The Old Kitchen Sage Sez:
A lamb rack cooked whole and sliced after cooking will be tenderer and juicier than double--cut chops, and incomparably better than single chops.
Today is the feast day of St. Gallo (also known as Gall and Gallinus), who was a missionary to the Alpine countries in the 600s. Perhaps because of his name (it means "rooster" in Latin), he is the patron saint of chickens and geese.
Annals Of Popular Cuisine
Tom Monaghan, the founder of Domino's Pizza, was born today in 1937. He started his ubiquitous take-out pizza business on a $500 loan and did pretty well--making decent if not fantastic pizzas. The conveyor-belt oven is the center of his operation, baking a pizza much faster but without the magical crispness of the crust. This is certainly true: Domino's is better than the convenience pizza of twenty or thirty years ago. But not nearly as good as a New York-style pizza made in a traditional stone oven.
Food In Show Biz
Today in 1941, the Will Bradley Band--whose best-known number was Beat Me, Daddy, Eight To The Bar--recorded a song calledFry Me, Cookie, With A Can Of Lard.
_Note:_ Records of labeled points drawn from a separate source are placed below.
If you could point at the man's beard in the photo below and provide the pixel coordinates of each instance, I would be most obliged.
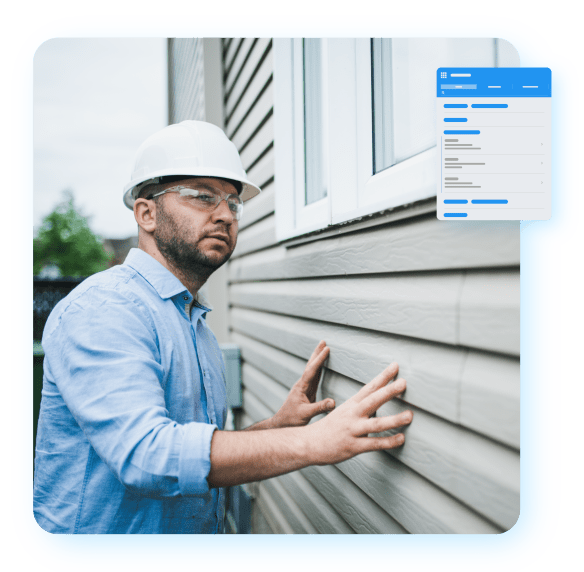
(184, 256)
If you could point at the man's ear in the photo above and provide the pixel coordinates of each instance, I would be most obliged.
(145, 214)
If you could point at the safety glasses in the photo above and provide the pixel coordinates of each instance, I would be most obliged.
(206, 199)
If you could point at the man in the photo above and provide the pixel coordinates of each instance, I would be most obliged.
(130, 436)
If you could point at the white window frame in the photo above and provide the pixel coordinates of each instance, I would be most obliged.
(353, 190)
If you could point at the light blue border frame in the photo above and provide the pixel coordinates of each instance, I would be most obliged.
(540, 330)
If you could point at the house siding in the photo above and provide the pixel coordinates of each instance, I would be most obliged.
(441, 299)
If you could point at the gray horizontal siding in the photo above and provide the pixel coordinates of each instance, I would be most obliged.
(452, 383)
(440, 299)
(478, 471)
(418, 505)
(409, 246)
(430, 306)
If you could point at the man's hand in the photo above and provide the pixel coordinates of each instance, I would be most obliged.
(244, 456)
(344, 433)
(300, 407)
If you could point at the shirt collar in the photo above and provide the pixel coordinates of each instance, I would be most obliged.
(160, 278)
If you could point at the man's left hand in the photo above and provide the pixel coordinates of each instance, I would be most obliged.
(300, 407)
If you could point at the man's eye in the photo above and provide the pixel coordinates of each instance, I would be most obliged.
(206, 198)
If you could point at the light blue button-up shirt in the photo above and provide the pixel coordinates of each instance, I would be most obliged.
(134, 386)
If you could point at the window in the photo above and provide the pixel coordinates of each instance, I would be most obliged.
(355, 123)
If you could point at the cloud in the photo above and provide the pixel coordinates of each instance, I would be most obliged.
(95, 101)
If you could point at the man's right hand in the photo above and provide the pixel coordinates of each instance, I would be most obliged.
(243, 456)
(343, 433)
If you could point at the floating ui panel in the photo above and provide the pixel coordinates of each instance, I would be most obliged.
(494, 130)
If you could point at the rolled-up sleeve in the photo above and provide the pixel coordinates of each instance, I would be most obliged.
(105, 360)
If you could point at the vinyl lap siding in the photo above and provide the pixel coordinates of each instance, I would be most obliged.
(441, 299)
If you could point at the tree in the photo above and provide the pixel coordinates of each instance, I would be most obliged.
(66, 241)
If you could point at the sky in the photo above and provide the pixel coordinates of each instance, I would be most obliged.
(95, 101)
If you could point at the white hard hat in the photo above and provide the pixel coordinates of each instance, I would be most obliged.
(190, 148)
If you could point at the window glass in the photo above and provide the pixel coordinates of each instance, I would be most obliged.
(404, 77)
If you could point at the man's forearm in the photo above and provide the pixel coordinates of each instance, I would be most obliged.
(239, 457)
(261, 425)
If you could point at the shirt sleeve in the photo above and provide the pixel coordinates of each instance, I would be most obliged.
(104, 357)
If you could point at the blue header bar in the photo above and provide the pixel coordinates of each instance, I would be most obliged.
(494, 82)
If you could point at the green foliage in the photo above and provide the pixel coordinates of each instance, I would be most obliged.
(66, 241)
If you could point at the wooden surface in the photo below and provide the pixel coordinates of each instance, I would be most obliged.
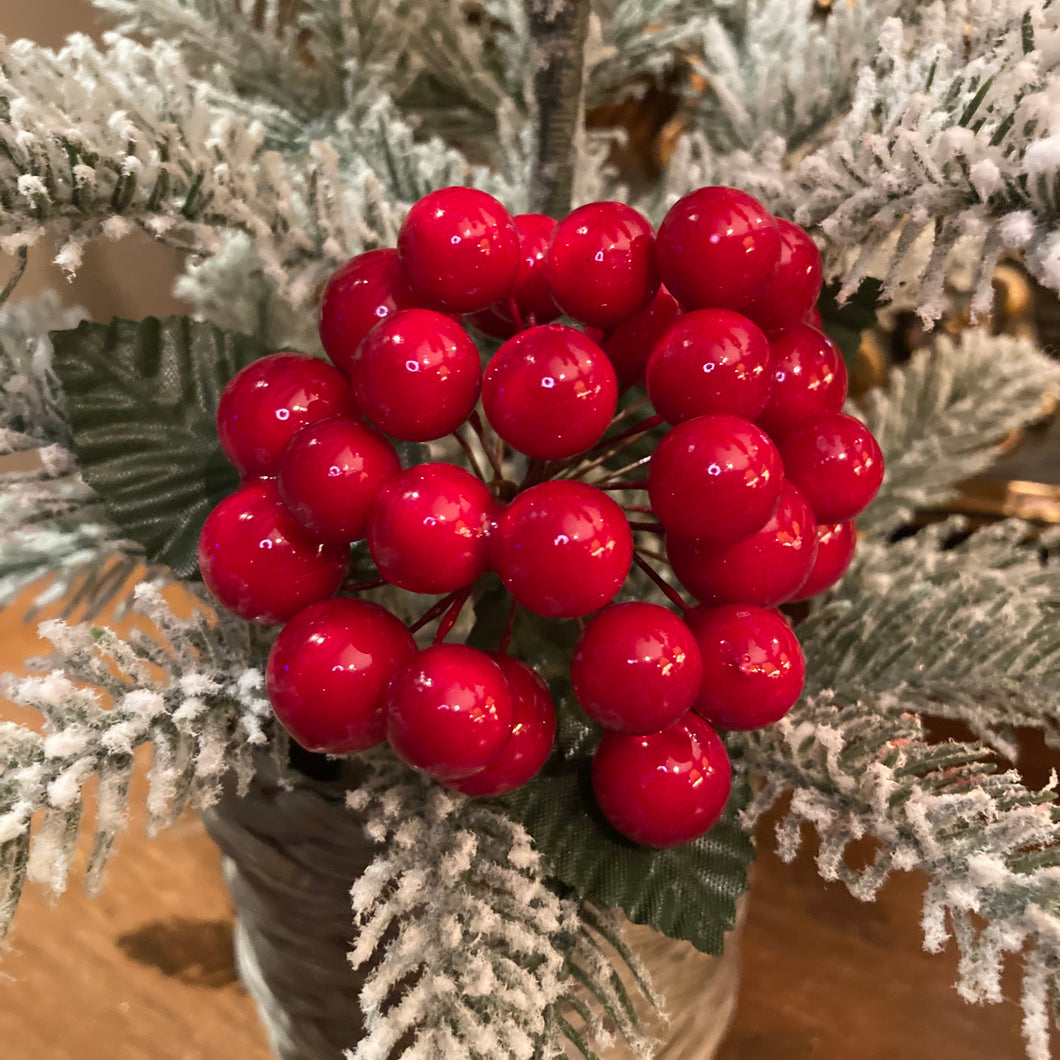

Neither the song nor the dish caught on. . . Today in 1939, the comedy The Man Who Came To Dinner opened to huge success on Broadway, based on an incredibly obnoxious and pompous writer. Sounds familiar, somehow.
Food Through History
Today in 1793, Marie Antoinette--wife of King Louis XVI, already a victim of the French Revolution--was beheaded. The rabble quoted her alleged "let them eat cake" comment as evidence that she should be killed. (Actually, she suggested that, if they had no bread, the peasants should eat brioche--itself a kind of bread.) Thinking about that makes me think twice about telling people that they shouldn't eat frozen food.
Food In Science
Today is the birthday, in 1875, of Henry Sherman, an early researcher on nutrition. He made the first estimates of the ideal amounts of each of the vitamins we should consume daily. He also announced that spinach is not as enormously nutritious a food as Popeye says.
Missouri Congressman Alan Wheat was born today in 1951. . . R&B singer Sugar Pie DeSanto warbled her first notes today in 1935. . . Baseball Hall of Famer Goose Goslinstepped up to the plate of life today in 1900.
Words To Read Restaurant Reviews By
"Critics? I love every bone in their heads."--American playwright Eugene O’Neill, born today in 1888.
Words To Eat By
"But beef is rare within these oxless isles;
Goat's flesh there is, no doubt, and kid, and mutton;
And, when a holiday upon them smiles,
A joint upon their barbarous spits they put on."--Lord Byron.